Beijing: An Example of Failure and Mitigation
Beijing’s air quality has been problematic for many years, primarily due to the fossil-fuel based industrial economy that keeps the city abreast with the global economy. But the focus on industry, and the resulting pollution from it, has begun costing citizens and the government a lot of money, and fixing it will cost even more. Government officials in Beijing are moving to call the immense amount of smog in the atmosphere a meteorological disaster has caused quite a controversy.
Conflating the anthropogenic atmospheric conditions as natural is inherent misinformation—such misattribution, at face value, sets a precedent for climate change denial.

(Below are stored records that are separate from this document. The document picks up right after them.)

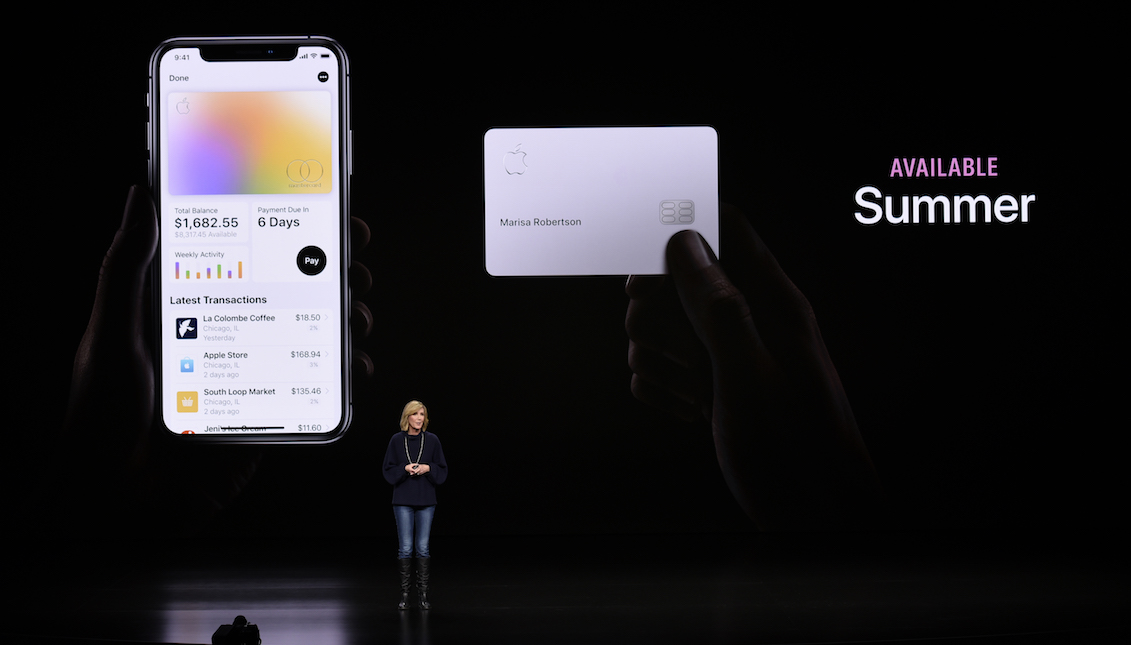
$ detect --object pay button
[299,247,326,275]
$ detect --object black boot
[397,558,413,610]
[416,558,432,609]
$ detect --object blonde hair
[400,401,428,432]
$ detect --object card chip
[659,199,696,224]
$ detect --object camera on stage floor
[213,616,262,645]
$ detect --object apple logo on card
[502,144,526,174]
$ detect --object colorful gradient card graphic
[165,92,334,195]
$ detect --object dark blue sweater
[385,432,448,506]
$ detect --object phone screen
[149,40,349,441]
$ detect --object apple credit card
[165,92,334,195]
[483,126,719,276]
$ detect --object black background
[11,8,1125,543]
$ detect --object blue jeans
[392,506,435,560]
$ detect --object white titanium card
[483,126,719,276]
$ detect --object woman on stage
[385,401,448,609]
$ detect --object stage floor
[0,533,1131,645]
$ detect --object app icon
[176,318,197,341]
[176,392,197,412]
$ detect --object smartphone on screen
[148,36,352,444]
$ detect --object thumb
[90,186,157,316]
[667,230,761,369]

But we shouldn’t decry the “meteorological disaster” label immediately, given that listing the smog conditions as such gives government officials the ability to more easily access disaster relief resources and better organize emergency response measures, according to Li Xiaojuan, the deputy head of the legal committee of the Beijing Municipal People’s Congress.

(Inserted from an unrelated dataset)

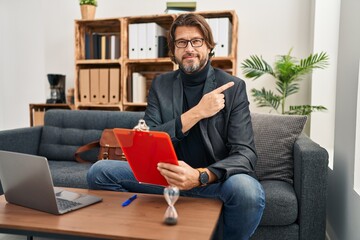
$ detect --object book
[165,2,196,13]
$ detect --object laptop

Moving forward, Chinese government officials plan to spend at least $360 billion by 2020 to mitigate the dangerous public health crisis caused by immense air pollution. The solution rests in renewable energies, which the country aims to implement in combination with a shift away from fossil fuel reliance. The plan has its critics, but it is a step in the right direction.

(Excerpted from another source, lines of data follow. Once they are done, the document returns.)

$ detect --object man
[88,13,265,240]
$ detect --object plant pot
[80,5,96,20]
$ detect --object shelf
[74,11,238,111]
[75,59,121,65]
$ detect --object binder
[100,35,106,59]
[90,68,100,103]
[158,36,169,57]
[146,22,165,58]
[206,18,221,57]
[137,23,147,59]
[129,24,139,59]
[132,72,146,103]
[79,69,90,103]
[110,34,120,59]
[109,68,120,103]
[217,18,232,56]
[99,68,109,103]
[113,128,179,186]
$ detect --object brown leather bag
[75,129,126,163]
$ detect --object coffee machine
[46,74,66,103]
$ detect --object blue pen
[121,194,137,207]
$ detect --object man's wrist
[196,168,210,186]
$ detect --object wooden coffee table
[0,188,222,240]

The Tragedy of the Commons
A common topic of discussion within sustainable development theory is the tragedy of the commons: the notion that in an economy consisting of individuals acting in their own self-interest, shared resources will be depleted and treated unfairly. Garrett Hardin expressed his postulations about this theory in 1968:
The air and waters surrounding us cannot readily be fenced, and so the tragedy of the commons as a cesspool must be prevented by different means, by coercive laws or taxing devices that make it cheaper for the polluter to treat his pollutants than to discharge them untreated. We have not progressed as far with the solution of this problem as we have with the first. Indeed, our particular concept of private property, which deters us from exhausting the positive resources of the earth, favors pollution. The owner of a factory on the bank of a stream, whose property extends to the middle of the stream, often has difficulty seeing why it is not his natural right to muddy the waters flowing past his door.
Because the tragedy of the commons (and our modern environmental crisis) was caused by capitalist systems, it cannot be solved strictly within capitalist systems. Change must occur from a mobilization of the masses at a grassroots level. It will not be a top-down imposition. The worship of a false profit—one that may build cities, but may also ultimately raze them—has led us to an ecological crisis that must be addressed immediately.
So what can be done? We’ve already crossed lines that we shouldn’t have crossed, and the effects of climate change are being felt globally. The cynicism sets in quickly when faced with the scientific facts of climate change, but there is hope.
The ideologies that lead to our current environmental crisis must be criticized, scrutinized, and shifted. It starts on an independent level: asking ourselves about the origins and effects of the things we eat, wear, and purchase, then making informed decisions to be less impactful would have profound repercussions on the overall economy. In our current economic system, it’s easy to lose sight that consumers, rather than producers, have the ultimate control.
Citizens can reshape the economy, which has been the primary mechanism in generating pollution. It cannot be solved with money or fossil fuels. It can only be solved through systemic change driven by individuals determined to change their habits and values. It can only be solved through a just and righteous demand for a sustainable future.